Initially, she attempts to simulate the passage of seasons by travelling between warm and cold cities. This is just the beginning of a planned septology. By the end of the second volume, tantalising cracks begin to appear in the hermetic world Balle has constructed, leaving readers eager for the next five instalments.
Cinema and Complicity Under the Nazis
German author Daniel Kehlmann, translated by Ross Benjamin, delivers a gripping historical epic in The Director. The novel explores the real-life moral dilemma of acclaimed film director GW Pabst. After working in 1930s Hollywood, surrounded by sycophants and egos like Fritz Lang, Pabst returns to Europe to visit his ill mother. Trapped in Austria after war breaks out, his artistic ambition collides with grim reality: he can only make films with the approval of the Nazi regime.
Kehlmann transforms this biographical quandary into a full-blooded and entertaining saga. The narrative is stolen by a cast of vivid secondary characters, from Pabst's fascist-sympathiser son, Jakob, to the "skull-like smile" of Leni Riefenstahl, and even a surprising cameo from prisoner of war PG Wodehouse as a chapter narrator.
Scandinavian Fire and Fury
In stark contrast to Balle's cool reflection, Danish writer Asta Olivia Nordenhof offers a hot and eccentric energy in Money to Burn/The Devil Book, translated by Caroline Waight. This is another ambitious septology-in-progress, loosely orbiting a tragic 1990 passenger ferry fire that killed 159 people—a potential insurance scam.
Harnessing rage against capitalism, which it labels "a massacre", the books spiral into interconnected tales of love, rape, mental illness, and art. The prose is energising and thrilling, akin to "a normal novel with all the boring bits taken out". Nordenhof actively involves the reader, writing: "I mean really / I can't / do the whole thing / by myself."

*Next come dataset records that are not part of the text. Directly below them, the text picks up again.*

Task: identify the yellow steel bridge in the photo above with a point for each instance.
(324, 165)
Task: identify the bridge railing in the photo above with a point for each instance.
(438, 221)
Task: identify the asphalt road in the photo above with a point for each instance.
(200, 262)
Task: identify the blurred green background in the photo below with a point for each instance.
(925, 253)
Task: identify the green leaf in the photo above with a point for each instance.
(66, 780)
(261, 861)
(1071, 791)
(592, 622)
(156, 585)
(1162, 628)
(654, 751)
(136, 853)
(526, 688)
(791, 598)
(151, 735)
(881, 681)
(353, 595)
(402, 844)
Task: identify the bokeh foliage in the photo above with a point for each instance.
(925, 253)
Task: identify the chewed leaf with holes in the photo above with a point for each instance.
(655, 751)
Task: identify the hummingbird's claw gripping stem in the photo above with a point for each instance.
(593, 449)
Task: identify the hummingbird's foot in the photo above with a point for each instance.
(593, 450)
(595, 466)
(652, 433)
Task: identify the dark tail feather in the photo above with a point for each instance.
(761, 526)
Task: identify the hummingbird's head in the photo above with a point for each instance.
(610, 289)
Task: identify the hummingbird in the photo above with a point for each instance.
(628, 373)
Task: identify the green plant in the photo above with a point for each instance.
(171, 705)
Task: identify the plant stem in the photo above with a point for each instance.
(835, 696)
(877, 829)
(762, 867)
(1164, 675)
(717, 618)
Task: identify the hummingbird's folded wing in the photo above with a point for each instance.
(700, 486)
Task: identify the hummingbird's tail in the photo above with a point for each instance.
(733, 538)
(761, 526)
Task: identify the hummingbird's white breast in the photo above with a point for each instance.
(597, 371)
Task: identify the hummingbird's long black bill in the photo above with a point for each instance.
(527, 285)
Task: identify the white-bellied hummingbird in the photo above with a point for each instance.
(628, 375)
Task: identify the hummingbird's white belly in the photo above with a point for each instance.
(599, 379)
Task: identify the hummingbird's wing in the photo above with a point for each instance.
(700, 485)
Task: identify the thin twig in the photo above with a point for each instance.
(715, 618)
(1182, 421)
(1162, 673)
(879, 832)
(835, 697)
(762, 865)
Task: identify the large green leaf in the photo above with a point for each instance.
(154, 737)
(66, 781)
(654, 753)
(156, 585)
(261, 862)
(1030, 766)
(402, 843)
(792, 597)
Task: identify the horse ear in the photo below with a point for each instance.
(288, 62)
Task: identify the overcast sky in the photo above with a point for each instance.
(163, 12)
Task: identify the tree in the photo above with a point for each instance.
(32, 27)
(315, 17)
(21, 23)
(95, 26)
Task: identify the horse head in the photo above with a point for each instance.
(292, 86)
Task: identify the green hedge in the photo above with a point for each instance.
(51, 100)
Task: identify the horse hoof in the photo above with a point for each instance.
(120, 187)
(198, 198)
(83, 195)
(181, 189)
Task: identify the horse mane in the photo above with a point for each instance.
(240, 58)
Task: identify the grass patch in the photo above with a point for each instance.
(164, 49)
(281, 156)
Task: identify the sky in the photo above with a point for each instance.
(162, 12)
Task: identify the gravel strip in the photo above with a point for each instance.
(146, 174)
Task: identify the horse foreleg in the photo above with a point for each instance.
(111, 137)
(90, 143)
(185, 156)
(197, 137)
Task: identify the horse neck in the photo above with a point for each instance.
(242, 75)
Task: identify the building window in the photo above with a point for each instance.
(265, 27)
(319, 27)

Laughter in the Face of Horror
Finally, Hassan Blasim's Sololand, translated by Jonathan Wright, presents three essential novellas of life in and exiled from postwar Iraq. Here, laughter is wielded as the best response to horror. The opening story sets the tone: a pharmacist closes her shop, weary of Islamic State fighters asking for Viagra—a darkly comic detail that chills upon reflection of its potential use.
In another tale, a young man managing a militia leader's email account falls for a female admirer. Elsewhere, the brutal reality of fundamentalism invades even literature, as library books are soaked with blood dripping from an IS killing floor above. Blasim's work is a powerful testament to the survival of stories amidst chaos, making it all the more crucial to read.
This quintet of translated works for 2025 proves that some of the most compelling and urgent storytelling continues to reach English-language audiences through the skilled work of translators. Each book offers a distinct portal into another world, reminding us of literature's unique capacity for empathy and understanding.